The following code transforms a given pandas column FEAT
into a new, binary feature named STREAM
. The program works as long as there are no NaN values in the original dataframe. If that is the case, the following exception occurs: ValueError: Length of values does not match length of index
.
I need to push the NaN values to the new column. Is it doable?

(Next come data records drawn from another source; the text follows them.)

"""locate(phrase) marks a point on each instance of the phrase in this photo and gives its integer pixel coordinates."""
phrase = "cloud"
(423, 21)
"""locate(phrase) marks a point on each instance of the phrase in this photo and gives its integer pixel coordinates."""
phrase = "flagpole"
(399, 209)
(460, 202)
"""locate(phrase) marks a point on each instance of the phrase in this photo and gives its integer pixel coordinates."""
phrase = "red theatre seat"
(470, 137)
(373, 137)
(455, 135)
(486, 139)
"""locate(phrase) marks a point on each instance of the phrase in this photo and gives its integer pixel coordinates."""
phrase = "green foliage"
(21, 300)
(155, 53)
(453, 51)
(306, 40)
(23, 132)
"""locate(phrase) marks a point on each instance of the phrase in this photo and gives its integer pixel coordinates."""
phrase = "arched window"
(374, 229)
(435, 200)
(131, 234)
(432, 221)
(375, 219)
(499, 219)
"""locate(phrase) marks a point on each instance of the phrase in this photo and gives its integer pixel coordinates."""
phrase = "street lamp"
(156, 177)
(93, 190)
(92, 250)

Here is the code option that fails:
import pandas as pd
import numpy as np
data = {
'FEAT': [8, 15, 7, np.nan, 5, 2, 11, 15]
}
customer = pd.DataFrame(data)
customer = pd.DataFrame(data, index=['June', 'Robert', 'Lily', 'David', 'Bob', 'Sally', 'Mia', 'Luis'])
#create binary variable STREAM 0:mainstream 1:avantgarde
stream_0 = [1, 3, 5, 8, 10, 12, 14]
stream_1 = [2, 4, 6, 7, 9, 11, 13, 15]
# convert FEAT to list_0
list_0 = customer['FEAT'].values.tolist()

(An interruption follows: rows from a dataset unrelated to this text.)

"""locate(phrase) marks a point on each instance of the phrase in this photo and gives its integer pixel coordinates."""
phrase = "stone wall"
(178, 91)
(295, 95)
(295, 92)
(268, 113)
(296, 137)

# create a list of length = len(customer) whose elements are:
# 0 if the value of 'FEAT' is in stream_0
# 1 if the value of 'FEAT' is in stream_1
L = []
for i in list_0:
if i in stream_0:
L.append(0)
elif i in stream_1:
L.append(1)
# convert the list to a new column of customer df
customer['STREAM'] = L
print(customer)